The Love of God in Non-Catholics

The Notebooks 1944 by Maria Valtorta.

January 14, 1944.
Acts of the Apostles 10:15

Jesus says:

“What God has purified, though it may appear to be impure, is a spirit that seeks God with purity of purpose.

“I have already told you,63 and through you I say so to many who are even less evangelized than you in my doctrine, that you must never judge. God alone is the judge. When, from the height of my throne, I see upright spirits pursuing their longing and seeking God with every means at their disposal, seeking to serve and love this God with all their strength, I justify them and make them pure and pleasing in my sight as children of mine, and where men fall short, I make up for it by granting spiritual lights.

“O lukewarm Catholic Christians, how often my Word shines and becomes light in the hearts of those who are not your brothers and sisters in Catholicism, but who surpass you in love for Christ and, even if they do not know Christ, in love for the true God, whom they feel - although He is unknown to them - to be living eternally in his Creation! In truth I tell you that the Spirit of God knows no limitation and becomes the Teacher of Truth for many whom you deem to be disliked by God.

“Like a tide covering one shore while leaving uncovered the opposite one, which, because it is enveloped excessively with sand, does not allow the waves to rise up to cleanse it and moisten it with themselves, the Holy Spirit, whose coming too many of you Catholics hinder with your way of life, pours out his lights upon others more deserving than you to receive them and purifies them for God, for He is the Purifier, the Preparer, and the Perfecter of the work of the Word.

“As, in human history, the Spirit, through the mouth of the Prophets, prepared men for my coming and, after my return to God, perfected in you the capacity to understand my Word, so, too, it is always He, the Third Divine Person, who prepares the way for Me in the hearts that have not yet received Me as Truth and waters them for Me so that my Truth, deposited like a seed borne by the divine wind, will become a large tree in them upon which all the virtues may take up their dwelling. Prior to Me, He baptizes present-day pagans (and by ‘pagans’ I mean all the non-Catholics). And if only your good will wanted Him to rebaptize you as well, for you are becoming, or have already gone back to being, pagans. He baptizes with the fire of true love.

“I thus say to you once more: Do not judge to be profane what God has purified, and have a heart of fraternal charity for all.”

I obey you by writing down Jesus’ indication concerning Antonia’s64 epigraph....

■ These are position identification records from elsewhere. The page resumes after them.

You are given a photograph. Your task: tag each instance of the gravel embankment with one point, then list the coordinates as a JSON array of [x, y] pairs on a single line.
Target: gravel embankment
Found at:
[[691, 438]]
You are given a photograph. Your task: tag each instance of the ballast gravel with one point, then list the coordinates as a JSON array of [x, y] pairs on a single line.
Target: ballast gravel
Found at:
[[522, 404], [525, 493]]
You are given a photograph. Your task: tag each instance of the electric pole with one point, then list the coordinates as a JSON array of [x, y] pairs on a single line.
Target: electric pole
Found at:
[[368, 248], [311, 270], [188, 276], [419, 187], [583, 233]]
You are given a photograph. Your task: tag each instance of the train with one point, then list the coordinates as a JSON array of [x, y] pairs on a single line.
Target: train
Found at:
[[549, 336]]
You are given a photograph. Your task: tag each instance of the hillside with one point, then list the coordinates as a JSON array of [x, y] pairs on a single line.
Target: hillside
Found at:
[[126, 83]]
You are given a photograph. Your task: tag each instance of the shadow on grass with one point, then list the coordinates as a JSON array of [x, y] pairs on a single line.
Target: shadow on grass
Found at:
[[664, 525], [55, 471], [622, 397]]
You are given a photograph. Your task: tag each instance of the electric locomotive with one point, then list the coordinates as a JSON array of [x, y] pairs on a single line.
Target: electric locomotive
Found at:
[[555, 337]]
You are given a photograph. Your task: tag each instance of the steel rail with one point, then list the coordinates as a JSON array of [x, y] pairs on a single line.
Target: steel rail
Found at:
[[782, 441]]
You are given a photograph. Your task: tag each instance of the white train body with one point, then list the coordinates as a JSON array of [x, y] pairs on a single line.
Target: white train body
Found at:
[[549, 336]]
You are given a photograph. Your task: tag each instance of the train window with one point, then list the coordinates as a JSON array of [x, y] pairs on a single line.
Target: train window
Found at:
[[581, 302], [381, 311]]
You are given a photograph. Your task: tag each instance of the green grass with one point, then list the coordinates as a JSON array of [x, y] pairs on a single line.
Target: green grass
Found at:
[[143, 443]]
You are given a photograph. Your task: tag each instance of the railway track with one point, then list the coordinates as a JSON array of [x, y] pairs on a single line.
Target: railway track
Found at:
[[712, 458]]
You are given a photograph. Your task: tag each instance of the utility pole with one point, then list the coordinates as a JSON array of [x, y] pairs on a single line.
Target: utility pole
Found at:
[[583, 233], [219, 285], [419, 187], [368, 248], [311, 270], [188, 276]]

After I had given you the page and you had departed with it, Jesus said to me, “Be sure you point out to Father that you forgot to put an accent on the letter e65 preceding “blessedness.” And that changes the meaning of the sentence and makes it meaningless. Remember to tell him and have him add this accent.” That’s that.

This morning there was nothing special for me, as there as been nothing up to this moment, 11 p.m.


63 In the dictation on January 12.

64 Antonia Dal Bo Terruzzi, who was born in Como in 1907 and died in Viareggio on January 4, 1944. In the last nine months of her life she was seriously ill and offered herself for the salvation of Italy. Her agony, in the three days preceding her death, included manifestations which disturbed her relatives, who, by way of Father Migliorini, received the comfort of the reassuring epigraph written by Maria Valtorta and later printed on the memoriam cards: “After charity took her, she offered herself as a flower on the altar, a host for the misfortunes of the nation. She experienced the night of Christ in Gethsemane, and the bitterness of the ninth hour on the Cross. But even before the resurrection in Jesus-who-is-Life, the blessedness of the elect was revealed to her, and with an advance possession of Love she breathed out her spirit, sanctified by her heroism, looking at Mary, the Star of her eternal morning.” See the entry for January 4, note 8.

65 The word thus became è (the verb form “is” in Italian).